Visual Identity of Objects Facilitates Early Auditory Processing of Congruent Sound

Poster Presentation: Saturday, May 17, 2025, 2:45 – 6:45 pm, Pavilion
Session: Multisensory Processing: Audiovisual integration

Mincong Wu1,2, Andrew Marin1,2, Jacob Momsen2,3, Viola Störmer4, Seana Coulson2, Leslie Carver2; 1Columbia University, 2University of California, San Diego, 3Yale University, 4Dartmouth College

An object’s visual identity can elicit expectations of contingent sounds. We asked whether auditory responses are sensitive to auditory contingencies that are linked to the visual identity of an object. We were guided by the hypothesis that behavioral and neural responses are facilitated when sensory input matches expectations relative to violations. 20 neurotypical adults were exposed to audio-visual (AV) contingences in an exposure- test phase design. During exposure, participants viewed pairs of shapes that spun to generate high- or low-pitch tones that were predicted by the object's shape. Participants engaged in a 2-alternative forced choice pitch classification task while high- density EEG was recorded. During test, participants were shown three conditions: audio-only, AV-match, and AV-mismatch (3-level between-subjects factor). AV-match trials maintained original shape-sound pairings from exposure, while AV-mismatch trials switched these pairings in 20% of trials. We conducted three linear mixed-effects models that used amplitudes associated with the P50, N100, and P200 ERP components as the dependent measures.

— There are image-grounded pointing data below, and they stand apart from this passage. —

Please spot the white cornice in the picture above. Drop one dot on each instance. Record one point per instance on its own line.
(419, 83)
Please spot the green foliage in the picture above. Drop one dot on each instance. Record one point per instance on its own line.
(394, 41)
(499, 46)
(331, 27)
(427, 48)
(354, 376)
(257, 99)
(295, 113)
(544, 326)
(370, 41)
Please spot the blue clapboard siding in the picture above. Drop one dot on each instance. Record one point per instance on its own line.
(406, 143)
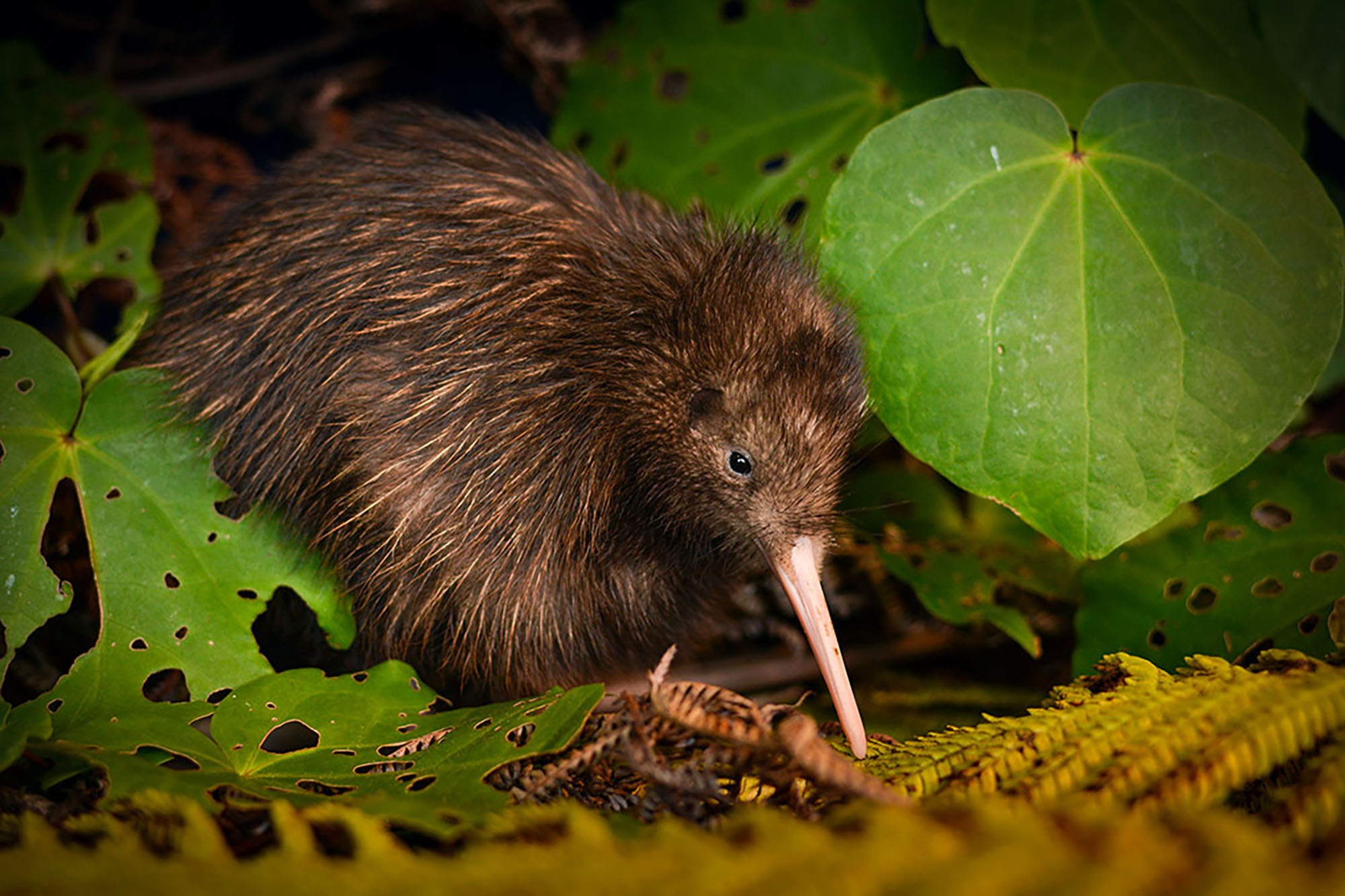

Another mixed-effects model was used to assess reaction times from the 2- AFC task across individual trials of the test phase. An analysis of response time identified a main effect of condition (p=.04), such that RT’s were faster for the AV-match condition compared to AV-mismatch, while the audio-only condition was not different from either. With regards to the EEG data, we observed a main effect of condition on the P50 amplitudes (p<.001), where amplitudes were greater for the AV- mismatch condition compared to AV-match (p=.002). We also observed a main effect of condition for the P200 amplitudes (p<.001), suggesting that the AV-match condition had smaller amplitudes compared to audio-only (p<.001) and AV-mismatch (p=.02). These findings show that an object’s visual identity can facilitate early sensory processing of sound linked to that object, advancing our understanding of how visual cognition affects auditory perception.